2.3. Analyzing Methodology

The age distribution difference between the case and control groups was evaluated using the typical Student’s t-test. Pearson’s chi-square test was employed to assess the differential distribution of the TIMP-2 genotypes. The associations between the TIMP-2 genotypes and BC risk were analyzed using multivariable logistic regression. Odds ratios (ORs) and corresponding 95% confidence intervals (CIs) were calculated in overall population and in various stratification analyses. To increase statistical power, we recruited as many cases and controls as possible. Our sample size of 1232 pairs of BC patients and healthy controls gives us 90% power to detect an OR of 1.37 for a SNP like rs8179090 with a risk allele frequency of 18.9%. A p-value below 0.05 was deemed statistically significant for all outcomes.

3. Results

3.1. The Demographic Comparisons of the Taiwan BC Population

The comparison of age, age at menarche, age at first childbirth, age at menopause, personal habits, family history, tumor sites, and TNBC status between the 1232 BC cases and 1232 controls is presented in Table 1. Initially, no significant differences were observed between the case and control groups in terms of age, age at menarche, age at first childbirth, and age at menopause (all p > 0.05) (Table 1). Secondly, the prevalence of smokers and alcohol consumers was notably higher in the BC patient group than in the control group (both p < 0.0001) (Table 1). Lastly, among the 1232 BC cases, 194 were identified as TNBC cases, and the majority (97.2%) of BC cases were unilateral (Table 1).

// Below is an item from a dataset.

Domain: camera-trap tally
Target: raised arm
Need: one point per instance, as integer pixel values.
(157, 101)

3.2. The Genotypic Patterns of TIMP-2 in Taiwan BC Population

The genotypic distributions of TIMP-2 among the 1232 controls and 1232 BC cases are presented in Table 2. Initially, the frequencies of TIMP-2 rs8179090, rs4789936, rs2009196, and rs7342880 genotypes among the controls all conformed to the Hardy–Weinberg equilibrium (p = 0.3886, 0.1735, 0.3904, and 0.8422). Subsequently, significant differences were observed in the distribution of TIMP-2 rs8179090 genotypes between the BC and control groups (p for trend = 1.00 × 10−5). In detail, carriers of the TIMP-2 rs8179090 heterozygous variant CG and homozygous variant CC genotypes exhibited 1.16- and 2.76-fold increased ORs for BC risk, respectively, compared to individuals with the wild-type GG genotype (95%CI = 0.97–1.39 and 1.78–4.28, p = 0.1249 and 0.0001, respectively). The latter association was considered statistically significant. Furthermore, individuals with the homozygous variant CC genotype showed a significantly higher risk for BC than those carrying GG + CG genotypes in the recessive model (OR = 2.65, 95%CI = 1.71–4.10, p = 0.0001). Additionally, carriers of the TIMP-2 rs8179090 CG + CC genotypes exhibited a significantly higher risk for BC than GG carriers in the dominant model (OR = 1.30, 95%CI = 1.09–1.55, p = 0.0034). Notably, carriers of variant CG and CC genotypes at TIMP-2 rs8179090 displayed a decreased risk for BC. Regarding TIMP-2 rs4789936, rs2009196, and rs7342880, no variant genotype was found to be associated with altered BC risk in any of the examined models (Table 3, Table 4 and Table 5 for each SNP).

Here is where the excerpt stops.